Our previous work using fresh tissue has shown that specially labelled proteins, called lectins, can make abnormal areas of tissue easier to see.
The aim of this study is to test lectins in patients undergoing endoscopic examination to see if they can identify these abnormal areas specifically, compared to the current gold standard, that is using white light during endoscopy. It is hoped that these lectins will make the abnormal tissue easier to see and remove during endoscopy and surgery. This is important because the accurate identification of abnormal tissue will allow doctors to remove all abnormal areas preventing the disease from recurring in future. It is also hoped that these lectins can help identify abnormal tissue (dysplasia or cancer) at an earlier stage, allowing more treatment options for patients that are less invasive and with a higher curative rate. If this study is successful, it could lead to the development of a simple tool than can identify abnormal tissue at the time of colonoscopy and surgery, with significant benefits for patients.

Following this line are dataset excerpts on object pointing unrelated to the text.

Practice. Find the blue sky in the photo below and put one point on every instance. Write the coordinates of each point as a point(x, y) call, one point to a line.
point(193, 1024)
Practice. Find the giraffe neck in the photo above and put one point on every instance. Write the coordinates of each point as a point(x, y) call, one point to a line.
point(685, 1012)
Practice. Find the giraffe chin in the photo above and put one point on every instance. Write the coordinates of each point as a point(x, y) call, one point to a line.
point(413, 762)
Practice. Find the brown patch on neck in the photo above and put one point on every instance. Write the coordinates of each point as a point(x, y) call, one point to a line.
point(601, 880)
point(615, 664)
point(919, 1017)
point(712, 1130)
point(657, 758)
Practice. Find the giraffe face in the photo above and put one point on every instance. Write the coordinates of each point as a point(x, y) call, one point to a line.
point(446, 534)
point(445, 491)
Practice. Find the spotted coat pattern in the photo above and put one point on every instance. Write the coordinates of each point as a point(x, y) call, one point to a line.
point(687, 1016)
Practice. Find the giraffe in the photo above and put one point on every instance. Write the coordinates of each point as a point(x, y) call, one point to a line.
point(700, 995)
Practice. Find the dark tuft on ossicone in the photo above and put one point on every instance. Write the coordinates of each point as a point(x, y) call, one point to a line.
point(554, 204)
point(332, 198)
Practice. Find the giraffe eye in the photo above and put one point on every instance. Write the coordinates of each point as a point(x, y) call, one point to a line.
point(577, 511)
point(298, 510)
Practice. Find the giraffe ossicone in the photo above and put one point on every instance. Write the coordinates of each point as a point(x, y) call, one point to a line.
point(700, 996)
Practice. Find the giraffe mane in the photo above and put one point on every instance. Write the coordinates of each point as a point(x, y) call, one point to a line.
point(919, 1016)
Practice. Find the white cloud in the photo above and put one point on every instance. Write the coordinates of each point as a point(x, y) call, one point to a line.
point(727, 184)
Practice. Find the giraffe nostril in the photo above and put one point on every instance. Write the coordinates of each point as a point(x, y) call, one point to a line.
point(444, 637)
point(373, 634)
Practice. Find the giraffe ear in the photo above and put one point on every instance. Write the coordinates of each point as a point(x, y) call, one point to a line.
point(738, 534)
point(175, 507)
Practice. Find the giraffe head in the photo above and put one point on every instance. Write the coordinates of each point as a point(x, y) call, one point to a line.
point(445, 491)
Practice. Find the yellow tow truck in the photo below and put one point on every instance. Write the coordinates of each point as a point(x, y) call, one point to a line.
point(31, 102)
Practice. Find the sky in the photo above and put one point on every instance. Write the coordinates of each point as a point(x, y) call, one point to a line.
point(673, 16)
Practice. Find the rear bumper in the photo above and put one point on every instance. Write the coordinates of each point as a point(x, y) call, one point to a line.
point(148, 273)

Lectins are proteins that are derived from plants. Lectins bind differently to the bowel wall, depending on whether or not the tissue is abnormal. Lectins can be labelled with a special dye that shines brightly when viewed under light of a certain colour. This is called fluorescence and can be captured using special cameras, which are built into colonoscopes. We would be using these lectins at very low doses so any side effects, if any, will be very small. Furthermore, we will only be applying it to the large bowel and not the small bowel, where most of the nutrients are absorbed. We therefore expect very little lectin, if any, will be absorbed by the digestive system.

Technical Summary

We have identified a fluorescent protein that is able to distinguish between normal and pre- cancerous tissue, which can be applied topically and assist visualisation of dysplasia that might otherwise be missed using white light endoscopy alone. Treatment at this early stage can be achieved less invasively, often at endoscopy and is associated with higher survival rates. This technique therefore has the potential to improve patient quality of life, reduce mortality and overall costs to the NHS.

The protein probe is naturally derived and can be applied topically as a spray during colonoscopy or transanal endoscopic microsurgery (TEMS). We have validated the use of this protein on simulated endoscopic examinations using freshly resected specimens.

We are now in a position to undertake a "first in man" feasibility study using this tool to see if it can help identify flat lesions that might otherwise be missed by white light endoscopy and in clarifying the borders of lesions for complete resection. Suspicious lesions will be characterized with white light and compared with fluorescence after application with the protein. Signal to background ratios will be calculated. Specimens of tissue from normal and abnormal fluorescent staining will be taken and compared with subsequent histology. This will allow calculation of sensitivity and specificity, and allow sufficient data for a power calculation for a subsequent clinical trial. We will also record any complications that arise, including side effects associated with the use of this probe.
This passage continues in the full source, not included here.